So far this year, I've had several students walk into the writing center and say, "I just need this paper proofread," or "My professor told me to let you take a look at this before I turn it in." For these students (and maybe for their professors), the paper in hand is the beginning and end of their problems. Once the paper is gone, the problem is gone – until next time.
In his essay, "The Idea of a Writing Center," Stephen North writes that we should not be some sort of "fix-it shop" for student papers. Rather, we should use a student's visit as a way in – the beginning of a dialogue that can help them become better writers. This idea puts more pressure on students as well as tutors, and I think it's well-deserved. We should be creating relationships with students at the Writing Center and, instead of fixing papers, making better writers.

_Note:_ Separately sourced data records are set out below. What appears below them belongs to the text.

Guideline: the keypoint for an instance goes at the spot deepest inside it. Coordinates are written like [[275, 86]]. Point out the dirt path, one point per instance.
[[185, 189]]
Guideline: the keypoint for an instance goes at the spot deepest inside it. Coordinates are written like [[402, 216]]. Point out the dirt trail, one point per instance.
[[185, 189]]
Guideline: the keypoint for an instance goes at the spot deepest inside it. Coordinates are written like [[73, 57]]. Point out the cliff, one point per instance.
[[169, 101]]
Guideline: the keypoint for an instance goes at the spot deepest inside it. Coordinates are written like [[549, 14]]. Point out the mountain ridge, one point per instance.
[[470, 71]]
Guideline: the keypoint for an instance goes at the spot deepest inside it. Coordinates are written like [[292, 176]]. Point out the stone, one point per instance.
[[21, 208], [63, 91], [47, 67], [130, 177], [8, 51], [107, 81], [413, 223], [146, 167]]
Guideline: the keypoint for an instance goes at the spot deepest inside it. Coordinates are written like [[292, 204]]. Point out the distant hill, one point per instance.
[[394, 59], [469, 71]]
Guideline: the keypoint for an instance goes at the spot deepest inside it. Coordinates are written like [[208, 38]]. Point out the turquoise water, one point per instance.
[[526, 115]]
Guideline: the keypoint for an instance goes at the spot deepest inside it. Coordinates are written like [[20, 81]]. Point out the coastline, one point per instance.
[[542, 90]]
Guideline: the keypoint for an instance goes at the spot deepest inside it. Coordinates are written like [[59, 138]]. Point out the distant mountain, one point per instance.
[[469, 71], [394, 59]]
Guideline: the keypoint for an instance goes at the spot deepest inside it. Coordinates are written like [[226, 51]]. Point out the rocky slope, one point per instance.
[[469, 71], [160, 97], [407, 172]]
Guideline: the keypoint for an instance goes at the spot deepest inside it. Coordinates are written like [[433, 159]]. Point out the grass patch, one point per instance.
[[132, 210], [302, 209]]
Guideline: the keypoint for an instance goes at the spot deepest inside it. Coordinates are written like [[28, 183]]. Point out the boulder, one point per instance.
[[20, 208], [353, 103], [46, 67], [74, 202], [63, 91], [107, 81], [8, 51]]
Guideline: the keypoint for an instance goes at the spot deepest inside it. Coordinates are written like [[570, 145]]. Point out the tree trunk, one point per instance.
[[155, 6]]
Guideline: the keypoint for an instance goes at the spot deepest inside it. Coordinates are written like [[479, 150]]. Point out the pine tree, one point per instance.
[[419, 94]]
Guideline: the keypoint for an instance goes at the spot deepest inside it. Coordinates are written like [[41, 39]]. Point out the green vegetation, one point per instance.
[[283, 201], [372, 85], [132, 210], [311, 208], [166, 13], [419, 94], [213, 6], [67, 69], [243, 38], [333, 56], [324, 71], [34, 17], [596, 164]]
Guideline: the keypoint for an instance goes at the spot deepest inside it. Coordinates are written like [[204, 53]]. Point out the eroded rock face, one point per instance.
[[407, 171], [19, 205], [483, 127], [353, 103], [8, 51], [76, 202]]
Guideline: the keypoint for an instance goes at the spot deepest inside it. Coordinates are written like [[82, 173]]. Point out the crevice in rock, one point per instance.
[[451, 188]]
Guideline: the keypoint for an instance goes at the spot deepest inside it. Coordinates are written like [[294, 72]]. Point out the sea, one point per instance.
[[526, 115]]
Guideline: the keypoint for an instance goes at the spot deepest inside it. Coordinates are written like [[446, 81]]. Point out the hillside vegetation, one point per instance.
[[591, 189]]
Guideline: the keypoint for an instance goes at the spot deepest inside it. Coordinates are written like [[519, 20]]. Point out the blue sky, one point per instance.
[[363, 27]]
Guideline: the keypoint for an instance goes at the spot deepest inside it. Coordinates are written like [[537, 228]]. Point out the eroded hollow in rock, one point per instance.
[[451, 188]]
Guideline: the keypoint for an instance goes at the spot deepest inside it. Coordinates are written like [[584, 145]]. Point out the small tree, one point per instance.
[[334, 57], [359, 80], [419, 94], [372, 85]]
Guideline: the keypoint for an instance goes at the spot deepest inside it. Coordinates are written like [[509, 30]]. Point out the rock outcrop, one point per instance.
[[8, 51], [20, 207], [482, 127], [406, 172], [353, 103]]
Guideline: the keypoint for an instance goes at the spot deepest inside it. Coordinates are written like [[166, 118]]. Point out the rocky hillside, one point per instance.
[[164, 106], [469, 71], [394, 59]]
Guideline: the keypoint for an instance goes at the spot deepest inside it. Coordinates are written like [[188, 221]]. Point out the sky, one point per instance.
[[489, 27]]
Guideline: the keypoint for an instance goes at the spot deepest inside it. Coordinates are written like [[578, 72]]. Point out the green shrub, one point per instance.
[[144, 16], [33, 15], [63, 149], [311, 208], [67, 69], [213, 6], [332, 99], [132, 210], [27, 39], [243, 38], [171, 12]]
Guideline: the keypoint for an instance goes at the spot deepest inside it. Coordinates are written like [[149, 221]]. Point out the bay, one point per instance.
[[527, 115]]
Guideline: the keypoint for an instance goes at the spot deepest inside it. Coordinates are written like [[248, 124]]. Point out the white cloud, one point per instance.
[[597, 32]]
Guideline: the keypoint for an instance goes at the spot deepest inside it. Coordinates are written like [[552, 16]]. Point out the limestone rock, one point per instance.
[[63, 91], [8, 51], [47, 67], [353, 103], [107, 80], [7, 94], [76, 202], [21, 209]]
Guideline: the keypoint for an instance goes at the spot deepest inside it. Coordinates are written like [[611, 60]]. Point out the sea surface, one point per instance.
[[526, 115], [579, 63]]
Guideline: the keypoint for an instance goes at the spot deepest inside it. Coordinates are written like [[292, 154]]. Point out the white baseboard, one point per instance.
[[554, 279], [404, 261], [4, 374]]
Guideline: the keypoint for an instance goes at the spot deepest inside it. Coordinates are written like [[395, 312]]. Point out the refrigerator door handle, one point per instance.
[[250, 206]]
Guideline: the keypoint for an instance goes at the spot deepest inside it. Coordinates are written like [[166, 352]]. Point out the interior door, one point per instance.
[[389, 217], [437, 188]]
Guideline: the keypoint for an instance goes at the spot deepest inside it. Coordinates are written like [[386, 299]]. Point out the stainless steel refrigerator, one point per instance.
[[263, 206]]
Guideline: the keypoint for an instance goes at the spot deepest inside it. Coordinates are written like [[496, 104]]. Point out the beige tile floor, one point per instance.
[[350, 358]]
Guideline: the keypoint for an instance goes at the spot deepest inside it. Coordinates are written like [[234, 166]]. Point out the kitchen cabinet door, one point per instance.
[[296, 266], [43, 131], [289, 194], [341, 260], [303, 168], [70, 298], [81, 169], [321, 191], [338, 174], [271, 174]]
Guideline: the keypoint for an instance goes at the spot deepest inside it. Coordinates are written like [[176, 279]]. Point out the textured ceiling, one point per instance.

Marilyn Cooper, though, brings up a good point in her article, "A Cultural Studies Agenda for Writing Centers." Students are, without a doubt, concerned with grades. So then, how do we turn the focus on long-term writing goals – especially when we're dealing with, say, engineering students who don't think they'll be writing professionally? Her answer seems to be to bridge the gap between students and teachers while we strive to become what she calls "organic intellectuals." Cooper's ideas seem to work at cross purposes of what we've been told are the rules of the Clemson Writing Center. I wonder if we would be considered subversive (or unemployed) if we took matters into our own hands in order to create better students. Maybe this isn't something a first-semester tutor should be considering.
Today, as I worked with a tutor, I found myself making suggestions to improve an essay. I’d say something like, “Suppose you did this….” I learned pretty quickly that I better have two or three “Supposes” or the student would think that she needed to scribble down whatever I said, as if the exact words were the secret password into the world of A+ papers. It’s hard to get students to bring up their own suggestions. They are, for the most part, freshman in ENGL 103, just wanting to do a good job on the paper. Reading “Postcolonialism and the Idea of a Writing Center” by Anis Bawarshi and Stephanie Pelkowski made me realize that it’s going to be hard for this notion to change. It’s going to require a university change, not just a change in the way we do things in the writing center.
And should it even change? I want to hold onto that belief that academic papers have an order, a universal structure, that, while it can definitely be tinkered with, can’t be tossed out completely. If, however, you decide you can toss out that universal structure, fine, but you better know the structure you’re tossing, and why you’re tossing it. I think maybe that’s at the heart of postcolonialism – knowing why the rules are in place. Once you know that, you can begin to question those rules.